Un récent sondage réalisé par CESI Ipsos BVA pour Le Parisien dévoile qu'Édouard Philippe, leader du parti Horizons, devance Gabriel Attal dans une course électorale où ces deux figures du bloc central se retrouvent face à un défi majeur : l'élimination au premier tour. Les résultats, publiés lundi, suggèrent que la compétition interne pourrait renforcer leur vulnérabilité.
Philippe partage la première place avec Jean-Luc Mélenchon, candidat de la France insoumise, avec chacun 13% des voix dans certains scénarios, notamment lorsque la gauche réformiste est incarnée par Raphaël Glucksmann (11%) ou François Hollande (7%). Gabriel Attal, dans ces hypothèses, n'atteint que 8,5% ou 9,5% selon le candidat de gauche choisi.
Dans ce cadre, Jordan Bardella, représentant du Rassemblement national, s'impose avec des intentions de vote oscillant entre 33,5% et 34%.
Cependant, lorsque Philippe est isolé en tant que candidat unique du bloc central, ses chances s'améliorent : il atteint 17,5% contre 13% pour Mélenchon, ou 19% contre 13,5%, selon que Glucksmann ou Hollande représentent la gauche.

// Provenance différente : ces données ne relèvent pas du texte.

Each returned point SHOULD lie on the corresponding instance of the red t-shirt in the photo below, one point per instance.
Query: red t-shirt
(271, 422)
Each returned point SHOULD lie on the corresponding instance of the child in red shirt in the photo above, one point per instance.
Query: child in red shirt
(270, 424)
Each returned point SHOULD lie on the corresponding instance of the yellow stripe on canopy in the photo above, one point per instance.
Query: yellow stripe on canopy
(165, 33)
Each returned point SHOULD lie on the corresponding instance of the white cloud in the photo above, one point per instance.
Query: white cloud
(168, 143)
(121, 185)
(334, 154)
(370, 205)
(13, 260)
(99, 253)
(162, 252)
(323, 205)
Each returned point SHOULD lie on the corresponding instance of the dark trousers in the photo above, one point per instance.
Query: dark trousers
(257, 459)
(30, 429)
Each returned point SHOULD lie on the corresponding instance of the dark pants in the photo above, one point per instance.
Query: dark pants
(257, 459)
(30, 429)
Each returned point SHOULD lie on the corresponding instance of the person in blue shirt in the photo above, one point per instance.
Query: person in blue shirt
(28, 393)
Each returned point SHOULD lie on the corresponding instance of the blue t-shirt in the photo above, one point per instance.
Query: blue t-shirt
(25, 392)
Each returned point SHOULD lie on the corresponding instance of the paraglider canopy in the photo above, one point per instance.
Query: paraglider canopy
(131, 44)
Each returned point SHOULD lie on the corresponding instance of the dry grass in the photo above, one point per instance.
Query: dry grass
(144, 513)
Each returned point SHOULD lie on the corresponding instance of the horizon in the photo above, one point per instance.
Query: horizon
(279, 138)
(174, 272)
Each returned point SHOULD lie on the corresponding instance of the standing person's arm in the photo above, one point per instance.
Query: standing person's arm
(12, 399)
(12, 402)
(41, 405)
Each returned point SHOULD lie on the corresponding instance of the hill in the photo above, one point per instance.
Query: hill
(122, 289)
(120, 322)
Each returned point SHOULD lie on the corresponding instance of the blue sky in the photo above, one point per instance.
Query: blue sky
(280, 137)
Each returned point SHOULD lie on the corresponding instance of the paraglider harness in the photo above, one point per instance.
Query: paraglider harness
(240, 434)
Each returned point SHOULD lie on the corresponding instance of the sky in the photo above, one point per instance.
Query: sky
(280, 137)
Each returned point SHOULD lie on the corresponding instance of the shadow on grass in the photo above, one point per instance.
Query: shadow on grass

De son côté, Gabriel Attal, lorsqu'il est le seul candidat, obtient 14,5%. Bien que ces résultats montrent une petite marge d'avance sur Glucksmann et Mélenchon, cela souligne l'incertitude qui règne sur la stratégie du bloc central.
La situation semble encore plus critique pour les Républicains (LR), dirigés par Bruno Retailleau, qui recueillent entre 7,5% et 10% des voix dans tous les scénarios. À gauche, Mélenchon demeure stable entre 13 et 13,5%, tandis que d'autres candidats comme le communiste Fabien Roussel ou l'écologiste Marine Tondelier ne dépassent généralement pas 5%.
Cette dynamique soulève des questions validées par l'analyse d'experts politiques. Selon Jean-François Delfraissy, observateur attentif de la scène politique, la fragmentation des voix au sein du bloc central pourrait renforcer les partis extrêmes, une préoccupation grandissante à quelques mois de l'élection.
Le sondage a été mené les 27 et 28 mai auprès de 1 500 électeurs, représentant un échantillon national. La marge d'erreur oscille entre 0,8 et 2,8 points, ce qui accentue l'importance d'une stratégie unifiée pour éviter l'élimination au premier tour.